Hannu Sormunen, Head of A&R at Universal Music Finland, concurs. “The record industry is constantly looking for fresh sounds and artists with a lot of personality and a story to tell,” he says. “An artist like Ville Valo from HIM is a perfect example of an A&R guy’s wet dream: a great looking, talented guy who creates a musical style of his own, in this case Love Metal, that includes great songs, an easily recognisable logo and visual concept, and stories with an edge. So the press loves to write about him every time a new album is released.”

Passion is the key

Since the financial stakes are high, one of the best things a potential musician can do is to prove to the companies that they have the enthusiasm and will to succeed. “From our point of view the best way to have the possibility of getting a record deal is simply by having talent as performers as well as songwriters, but obviously a new artist also has to have a lot of will-power, real passion for their art and at least some understanding of how the music business works,” Sormunen explains. “New artists should be prepared to do a lot of ground work by themselves: live shows, self-financed single or album releases, web and street promotion, talent competitions, etc. Instead of ‘pushing’ record companies, new artists should be able to generate so much interest that they will be ‘pulling’ A&R guys to sign them.”

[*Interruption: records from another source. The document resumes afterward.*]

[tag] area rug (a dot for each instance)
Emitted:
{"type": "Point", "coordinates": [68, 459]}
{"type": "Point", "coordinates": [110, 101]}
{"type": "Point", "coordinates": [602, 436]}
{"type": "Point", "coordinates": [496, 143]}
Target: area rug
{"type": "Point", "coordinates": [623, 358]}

Of course the work doesn’t stop when a band has been signed and the publicity machine kicks up a gear. “After signing an artist we start working on the basics: music, visuals, the whole package. During the A&R process a product manager is assigned to the project and she starts planning a marketing strategy. Depending on the project, promotion may start from day one (with an established artist) or we might want to progress slowly (with a baby act). When at least part of the ground work is done and we get positive feedback from media, audience and our clients, we will give the project a marketing budget and be prepared to spend more if the project flies. It is commonly known that the 80/20 rule applies also to the record business: 20 per cent of released records make 80 per cent of the profit and thereby support the whole artist roster. That’s why record companies are very careful in signing new artists.”

The aforementioned TV shows Pop Idol and X Factor can cause problems for record labels who do not sign the winners or runners-up of such shows, through causing essentially a publicity imbalance. “Talent shows have existed for decades, so in principle there’s nothing wrong with them,” Sormunen comments. “But in a small country such as Finland it is difficult for other artists to compete with pop artists who are basically conceived in TV shows. These artists are over-exposed in the media, so there’s simply not enough room for other pop artists or ‘serious’ artists, unless they are far more talented and considerably better in every aspect.”

Essentially, the thing to bear in mind is that the vast majority of acts will never be signed and can look forward only to endless gigging in local bars and small venues, if that. One silver lining is the increase over the past few years in the popularity of social media, which is useful both for artists – who can make their music widely available for minimal cost – and the labels – who can themselves search for and find potential new acts. This doesn’t mean that musicians can just sit back and wait for companies to get in touch. Sormunen comments, “We scan MySpace, YouTube, Mikseri.net, etc. all the time for new talent, but obviously it’s impossible to listen to everything on the web, so it’s really up to the new artists to make an impact so that people – including record company A&R guys – will find them.”